Por la escala del evento, es evidente que la consistencia de las obras es desigual y retadora. Sin embargo, la calidad del montaje y la museografía consiguieron potenciar al máximo cada propuesta, incluso aquellas que corrían el riesgo de perderse en la vastedad de la bienal por su carácter minimalista, en contraste con obras de grandísima escala. En la antigua clínica Al Dhaid, por ejemplo, la instalación You’ll Know When You Get There es un ejemplo de un despliegue contenido, sensible y propositivo, que vehicula con organicidad la propuesta editorial de diálogos artísticos de YAZ Publications. Participan en ella Ayimi Paul, Fazal Risvi, Rajyashri Goody, Sumayya Vallly y la curadora Natasha Ginwala. El tema en cuestión es la distribución y escasez hídrica, así como las potencias sensibles del agua en la configuración psíquica y material de la vida. El conjunto que ahí se encontraba incluyó podcasts para ser escuchados individualmente en pequeñas cabinas, dibujo, escultura, poesía e instalación sonora. La atmósfera era íntima, acogedora y relajante, con espacios para sentarse a leer o escuchar. La sala se cubrió con una alfombra azul, por lo que era necesario descalzarse antes de acceder a ella y, en ese gesto, una especie de preparación ritual prefiguraba la experiencia del encuentro con el ambiente acústico. El experimento funcionaba en varios niveles, pues interpelaba a nivel sensible, sin cancelar por eso su contundencia política (la obra de Rajyashri, por ejemplo, retoma las movilizaciones de 1927 en Mahad Satyagraha como parte del movimiento Dalit en la India, en las que se clamaba contra la violenta desigualdad del sistema de castas que impedía a los “intocables” el acceso al tanque público de agua potable).

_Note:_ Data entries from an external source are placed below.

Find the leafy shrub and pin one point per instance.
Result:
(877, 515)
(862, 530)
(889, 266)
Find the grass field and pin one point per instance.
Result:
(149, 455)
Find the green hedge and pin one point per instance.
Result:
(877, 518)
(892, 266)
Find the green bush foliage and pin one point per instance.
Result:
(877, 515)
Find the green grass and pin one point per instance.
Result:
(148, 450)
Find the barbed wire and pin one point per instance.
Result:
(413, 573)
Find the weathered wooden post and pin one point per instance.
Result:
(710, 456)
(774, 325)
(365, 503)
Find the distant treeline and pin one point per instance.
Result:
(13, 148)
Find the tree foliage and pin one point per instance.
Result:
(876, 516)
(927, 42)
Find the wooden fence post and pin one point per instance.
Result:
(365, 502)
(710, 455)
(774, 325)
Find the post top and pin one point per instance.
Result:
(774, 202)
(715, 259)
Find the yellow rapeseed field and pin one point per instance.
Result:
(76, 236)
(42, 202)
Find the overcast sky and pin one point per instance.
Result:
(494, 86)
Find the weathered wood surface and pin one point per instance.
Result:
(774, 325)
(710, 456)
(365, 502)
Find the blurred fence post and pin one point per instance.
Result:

Año con año, la Bienal entrega un premio para el cual, en esta edición, el jurado estuvo conformado por Eungie Joo, Paula Nascimento y Gerardo Mosquera, quienes premiaron ax aequo las obras de Aziz Hazara, Pallavi Paul y Pratchaya Phingthong. El primero, nacido en 1992 en Wardak, Afganistan, presentó una instalación multimedia en el antiguo mercado de vegetales de Jubail en la que, a través de videos y fotografías —como I Love Bagram (ILB) (2025), Bagram Field Notes (2021–) y otras obras—, que hacen visible el impacto que la base aérea de los Estados Unidos en Bargram, Afganistán, ha tenido sobre el territorio y sus habitantes. Los videos e instalaciones muestran a personas locales clasificando y limpiando restos de maquinaria, productos de aseo personal, textiles y otros excedentes materiales.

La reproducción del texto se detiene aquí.